For all of that, I think there is little to dispute between the beliefs of the major Christian faiths. There may be "fine points" of interest to theologians, but I think few of these have a major effect on the faithful. There is no longer a call for "Crusade".

Posted by: Warrington Faust at July 25, 2010 10:06 PM

WF --

Where did you get the idea that the "Church discourages now Confession?"

Posted by: brassband at July 26, 2010 2:36 PM

WF --

Where did you get the idea that the "Church discourages now Confession?"

Posted by brassband at July 26, 2010 2:36 PM

I am not a reader of religious tracts or magazines, so it must have been Time, The Economist or Newsweek. It seems to be an outgrowth of too few priests and the time constraints that creates. The complaint inside the priesthood seemed to be that their time was being wasted with people confessing sins by rote, basically repeating those confessions that they had learned as a child. I can understand this. My former mother in law was a truly saintly woman who would never speak, or harbor, an unkind thought. She went to confession daily.
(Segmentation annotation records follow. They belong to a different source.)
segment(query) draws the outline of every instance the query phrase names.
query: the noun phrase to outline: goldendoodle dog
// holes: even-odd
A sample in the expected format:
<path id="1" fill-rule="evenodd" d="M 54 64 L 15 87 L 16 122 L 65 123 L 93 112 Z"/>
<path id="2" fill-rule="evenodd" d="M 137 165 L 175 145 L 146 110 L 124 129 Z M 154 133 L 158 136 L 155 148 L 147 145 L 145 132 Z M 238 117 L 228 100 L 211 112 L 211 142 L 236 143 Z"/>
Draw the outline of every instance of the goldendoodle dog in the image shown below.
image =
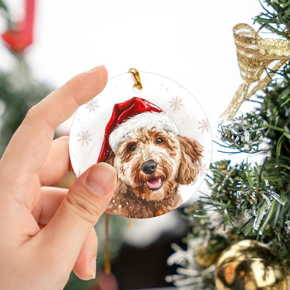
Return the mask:
<path id="1" fill-rule="evenodd" d="M 111 153 L 106 162 L 116 168 L 118 181 L 107 207 L 110 211 L 151 217 L 183 203 L 178 185 L 195 182 L 203 147 L 166 126 L 147 125 L 124 132 Z"/>

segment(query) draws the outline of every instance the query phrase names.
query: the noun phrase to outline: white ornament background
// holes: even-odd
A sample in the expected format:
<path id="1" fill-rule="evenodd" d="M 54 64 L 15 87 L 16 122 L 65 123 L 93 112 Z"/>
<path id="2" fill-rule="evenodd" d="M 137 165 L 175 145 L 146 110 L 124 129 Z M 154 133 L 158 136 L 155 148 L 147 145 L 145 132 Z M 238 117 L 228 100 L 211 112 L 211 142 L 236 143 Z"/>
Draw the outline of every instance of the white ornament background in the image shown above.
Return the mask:
<path id="1" fill-rule="evenodd" d="M 131 74 L 124 74 L 109 80 L 101 93 L 79 108 L 70 134 L 70 155 L 72 168 L 78 178 L 97 162 L 105 128 L 115 104 L 134 97 L 141 98 L 171 115 L 180 135 L 196 139 L 204 147 L 204 157 L 195 183 L 178 187 L 179 193 L 185 202 L 197 190 L 209 166 L 212 141 L 208 120 L 196 100 L 180 85 L 159 75 L 139 73 L 143 86 L 140 92 L 133 91 L 135 82 Z"/>

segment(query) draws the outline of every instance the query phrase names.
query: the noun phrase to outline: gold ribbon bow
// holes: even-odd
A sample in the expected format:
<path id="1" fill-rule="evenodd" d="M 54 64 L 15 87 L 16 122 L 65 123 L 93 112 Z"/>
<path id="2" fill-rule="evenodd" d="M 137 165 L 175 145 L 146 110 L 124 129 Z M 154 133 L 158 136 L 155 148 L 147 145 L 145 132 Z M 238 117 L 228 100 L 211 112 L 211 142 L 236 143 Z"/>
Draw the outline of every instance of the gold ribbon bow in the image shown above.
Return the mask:
<path id="1" fill-rule="evenodd" d="M 271 71 L 260 79 L 266 67 L 275 61 L 278 61 L 271 68 L 272 70 L 277 70 L 290 60 L 290 40 L 262 38 L 252 27 L 244 23 L 237 24 L 233 31 L 238 63 L 244 81 L 224 112 L 228 119 L 233 117 L 244 100 L 267 84 L 275 72 Z M 255 82 L 258 83 L 249 92 L 250 85 Z"/>

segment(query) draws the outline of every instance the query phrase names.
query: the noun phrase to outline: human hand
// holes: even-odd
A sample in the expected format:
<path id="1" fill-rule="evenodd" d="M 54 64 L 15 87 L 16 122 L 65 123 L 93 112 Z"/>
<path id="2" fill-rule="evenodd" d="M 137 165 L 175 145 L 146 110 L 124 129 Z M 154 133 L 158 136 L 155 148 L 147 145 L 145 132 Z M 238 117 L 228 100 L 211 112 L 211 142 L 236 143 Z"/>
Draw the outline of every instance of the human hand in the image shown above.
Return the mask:
<path id="1" fill-rule="evenodd" d="M 72 270 L 94 278 L 94 225 L 117 181 L 113 168 L 93 165 L 70 189 L 49 187 L 72 171 L 68 138 L 57 127 L 102 90 L 107 70 L 73 78 L 32 107 L 0 160 L 0 289 L 63 289 Z"/>

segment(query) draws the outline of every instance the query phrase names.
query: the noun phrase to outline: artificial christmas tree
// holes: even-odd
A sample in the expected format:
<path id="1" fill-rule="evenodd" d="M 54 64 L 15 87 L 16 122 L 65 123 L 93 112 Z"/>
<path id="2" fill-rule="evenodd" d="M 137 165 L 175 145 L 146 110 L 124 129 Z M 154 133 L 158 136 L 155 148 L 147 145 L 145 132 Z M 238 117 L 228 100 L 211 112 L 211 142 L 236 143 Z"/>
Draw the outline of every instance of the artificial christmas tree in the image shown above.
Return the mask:
<path id="1" fill-rule="evenodd" d="M 263 12 L 255 17 L 255 21 L 261 23 L 261 29 L 267 28 L 282 37 L 286 50 L 280 52 L 284 52 L 283 55 L 289 54 L 290 3 L 275 0 L 264 1 L 263 5 Z M 243 59 L 239 61 L 248 68 L 244 56 L 251 55 L 252 68 L 245 70 L 249 74 L 255 66 L 263 64 L 257 61 L 253 64 L 255 54 L 260 49 L 258 37 L 255 35 L 251 39 L 248 35 L 245 39 L 248 43 L 244 47 L 251 43 L 251 50 L 244 52 Z M 265 42 L 261 53 L 267 58 L 273 51 Z M 286 55 L 275 59 L 284 60 L 287 58 Z M 239 64 L 242 73 L 242 65 Z M 181 289 L 290 289 L 290 64 L 288 60 L 279 69 L 276 66 L 275 70 L 267 67 L 262 67 L 266 69 L 266 78 L 256 87 L 262 90 L 258 91 L 255 101 L 259 104 L 253 111 L 238 117 L 232 116 L 237 110 L 237 102 L 239 106 L 251 95 L 247 93 L 250 82 L 244 83 L 235 95 L 235 103 L 231 104 L 233 106 L 230 106 L 226 112 L 231 115 L 229 122 L 219 126 L 221 139 L 224 142 L 222 146 L 227 147 L 228 151 L 234 148 L 241 154 L 264 152 L 264 159 L 260 164 L 243 161 L 230 165 L 229 160 L 222 160 L 211 164 L 206 179 L 211 195 L 203 197 L 185 210 L 193 227 L 192 233 L 185 239 L 187 248 L 173 245 L 175 252 L 168 260 L 168 264 L 181 267 L 176 275 L 168 276 L 166 280 Z M 232 247 L 227 248 L 249 240 L 248 246 L 244 244 L 238 254 L 234 254 Z M 246 255 L 247 266 L 239 268 L 240 261 L 235 259 L 242 255 L 242 251 L 248 253 L 253 243 L 258 242 L 259 247 L 267 249 L 268 255 L 261 257 L 252 251 L 251 259 L 254 260 L 250 261 Z M 275 261 L 271 260 L 269 257 L 274 256 Z M 225 256 L 228 259 L 225 262 Z M 264 264 L 255 263 L 262 258 Z M 228 272 L 225 278 L 223 268 L 221 279 L 219 267 L 233 262 L 233 267 L 226 268 Z M 269 272 L 271 267 L 280 271 L 279 274 L 276 272 L 271 279 L 268 278 L 274 273 Z M 263 283 L 257 280 L 254 275 L 259 271 L 260 276 L 267 277 Z M 249 288 L 250 285 L 251 288 Z"/>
One of her daughters was a nun, until she cracked and they set her free.

Posted by: Warrington Faust at July 26, 2010 5:18 PM

WF --

Sorry, but I think that Time, Newsweek, or the Economist have misled you.

Although it is true that the faithful are far less diligent penitents than those of earlier generations, the Church has not, in any way, decided to "discourage" confession.

On the contrary, some parishes have undertaken great efforts to get parishioners to return to the sacrament.

Posted by: brassband at July 26, 2010 9:08 PM


I may in fact be mistaken, that has happened before.

Perhaps "discourage" was a poor choice of word. I understood that hours for confession were being reduced. Part of this was a lack of manpower, but there was also a thought that only the truly burdened would find the time.

If the church is not behaving as reported, that is honorable. It is a sacrament of the church, it can not be abandoned without calling into question all the sacraments.

Posted by: Warrington Faust at July 27, 2010 12:00 AM

There is really no such thing as "hours for confession." If one desires to make a confession, one need only contact the nearest Catholic rectory and a priest will be made available as immediately as possible. Of course parishes schedule hours when a priest will be in Church for those who wish to come during those hours, but those hours are a license, not a limitation, on the availability of the sacrament.